Page:Audiat - Bernard Palissy : étude sur sa vie et ses travaux.djvu/188

Le texte de cette page a été corrigé et est conforme au fac-similé.

Près de là, à Mortagne-sur-Gironde, la Réforme levait aussi la tête. Geoffroy d’Angliers, qui favorisait Claude de la Boissière à Saintes, avait envoyé à Mortagne un ministre de Montrichard, réfugié à Saintes, Jean de Chasteigner. Le pasteur prêcha la première fois au château, le 2 août 1562. Il fut bientôt inquiété par les papistes de Talmont. Mais un des protecteurs de Palissy, le comte de Burie, par égard pour l’épouse du seigneur de Saint-Seurin, Susanne d’Aubeterre, sa petite-nièce, fit cesser les courses des catholiques. La peur cependant prit Jean de Chasteigner, maître Jean Frèrejean et autres, à la nouvelle que Montluc avait battu Duras, et que le duc de Montpensier marchait contre les réformés de Pons. Ils se mettent en route pour l’Angleterre, fuyant leur ingrate patrie. Arrivés à Marennes, ils se prennent à méditer, et, de réflexions en réflexions, s’en retournent à Mortagne. Le voyage avait duré quinze jours. Quand l’édit d’Amboise, du 19 mars 1563, permit aux seigneurs le libre exercice du culte nouveau dans l’étendue de leur juridiction, Gabriel de la Mothe-Fouquet fixa Chasteigner à Saint-Seurin.
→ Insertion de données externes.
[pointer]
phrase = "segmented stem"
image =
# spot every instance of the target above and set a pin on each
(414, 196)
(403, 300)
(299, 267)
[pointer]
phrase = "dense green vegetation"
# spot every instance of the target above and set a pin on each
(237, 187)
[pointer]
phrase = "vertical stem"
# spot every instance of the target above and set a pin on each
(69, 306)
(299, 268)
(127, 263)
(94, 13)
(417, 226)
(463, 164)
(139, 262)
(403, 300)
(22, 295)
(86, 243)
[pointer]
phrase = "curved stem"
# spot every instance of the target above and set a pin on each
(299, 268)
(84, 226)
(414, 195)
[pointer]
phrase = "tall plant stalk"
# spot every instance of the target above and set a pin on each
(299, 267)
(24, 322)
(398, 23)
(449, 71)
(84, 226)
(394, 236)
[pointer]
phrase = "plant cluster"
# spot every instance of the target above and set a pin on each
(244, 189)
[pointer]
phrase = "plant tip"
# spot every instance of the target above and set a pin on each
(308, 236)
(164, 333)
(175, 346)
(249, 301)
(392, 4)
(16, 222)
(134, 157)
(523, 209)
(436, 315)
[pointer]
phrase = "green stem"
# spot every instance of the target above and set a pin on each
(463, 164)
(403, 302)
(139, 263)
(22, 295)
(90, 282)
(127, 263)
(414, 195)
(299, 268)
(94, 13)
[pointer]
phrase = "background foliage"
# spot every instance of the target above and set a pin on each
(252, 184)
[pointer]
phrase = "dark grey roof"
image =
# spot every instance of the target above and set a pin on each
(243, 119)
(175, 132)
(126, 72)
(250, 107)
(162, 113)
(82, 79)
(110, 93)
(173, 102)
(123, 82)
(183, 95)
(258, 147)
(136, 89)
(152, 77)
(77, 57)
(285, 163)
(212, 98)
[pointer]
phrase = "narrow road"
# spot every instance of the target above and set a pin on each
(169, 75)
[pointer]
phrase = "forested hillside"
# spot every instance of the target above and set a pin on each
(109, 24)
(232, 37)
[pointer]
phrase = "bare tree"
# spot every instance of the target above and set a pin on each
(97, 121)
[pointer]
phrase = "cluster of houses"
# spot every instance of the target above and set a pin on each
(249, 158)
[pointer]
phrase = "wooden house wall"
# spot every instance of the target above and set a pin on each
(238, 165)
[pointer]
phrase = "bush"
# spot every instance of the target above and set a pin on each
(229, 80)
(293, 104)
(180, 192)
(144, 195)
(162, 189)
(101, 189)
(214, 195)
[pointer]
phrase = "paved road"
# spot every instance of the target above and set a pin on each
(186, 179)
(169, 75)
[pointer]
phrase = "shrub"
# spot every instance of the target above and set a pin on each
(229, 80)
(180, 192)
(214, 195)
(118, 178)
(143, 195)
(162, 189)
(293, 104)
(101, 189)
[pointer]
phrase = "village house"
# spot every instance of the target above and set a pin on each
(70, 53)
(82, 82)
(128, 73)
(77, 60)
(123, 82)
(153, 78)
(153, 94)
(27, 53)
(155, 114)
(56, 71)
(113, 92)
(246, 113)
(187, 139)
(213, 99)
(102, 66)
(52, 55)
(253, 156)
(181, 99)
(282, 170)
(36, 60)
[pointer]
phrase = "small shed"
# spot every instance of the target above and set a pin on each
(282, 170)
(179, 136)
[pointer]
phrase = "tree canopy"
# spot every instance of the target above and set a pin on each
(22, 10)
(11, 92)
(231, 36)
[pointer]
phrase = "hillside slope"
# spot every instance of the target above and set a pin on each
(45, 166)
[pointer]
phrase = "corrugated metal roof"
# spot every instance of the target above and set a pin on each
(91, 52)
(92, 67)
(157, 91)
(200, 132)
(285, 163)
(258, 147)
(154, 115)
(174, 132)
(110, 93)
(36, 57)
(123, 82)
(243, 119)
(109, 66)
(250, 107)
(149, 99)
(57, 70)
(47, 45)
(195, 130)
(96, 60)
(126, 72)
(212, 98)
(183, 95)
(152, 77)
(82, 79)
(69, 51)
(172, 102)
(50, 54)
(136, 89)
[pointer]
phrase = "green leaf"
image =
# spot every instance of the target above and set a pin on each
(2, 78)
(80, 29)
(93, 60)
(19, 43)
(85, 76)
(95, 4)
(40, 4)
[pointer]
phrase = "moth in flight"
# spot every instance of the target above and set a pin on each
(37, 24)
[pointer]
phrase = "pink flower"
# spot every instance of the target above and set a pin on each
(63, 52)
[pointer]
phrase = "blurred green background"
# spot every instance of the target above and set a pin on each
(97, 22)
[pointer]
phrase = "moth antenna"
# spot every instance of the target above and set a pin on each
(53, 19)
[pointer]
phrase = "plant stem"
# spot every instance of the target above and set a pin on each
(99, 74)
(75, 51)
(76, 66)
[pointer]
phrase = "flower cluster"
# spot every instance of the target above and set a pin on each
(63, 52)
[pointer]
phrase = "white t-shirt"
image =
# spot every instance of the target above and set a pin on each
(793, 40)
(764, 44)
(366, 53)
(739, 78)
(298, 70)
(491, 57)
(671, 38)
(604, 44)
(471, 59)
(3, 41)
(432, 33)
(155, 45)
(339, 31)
Le ministre stipula une certaine somme pour son traitement, et qu’on irait lui chercher sa femme à Montrichard. Frèrejean, diacre et notaire royal, se dévoua avec zèle. Il partit avec Léon Martinaux, et, à travers la Touraine, le Poitou, la Saintonge, il ramena « heureusement » l’épouse à son pasteur, le 3 mai. La Mothe logea le ministre et sa femme au château. Ainsi les assemblées, jadis secrètes, avaient lieu en plein jour, et jusque dans les édifices du culte catholique.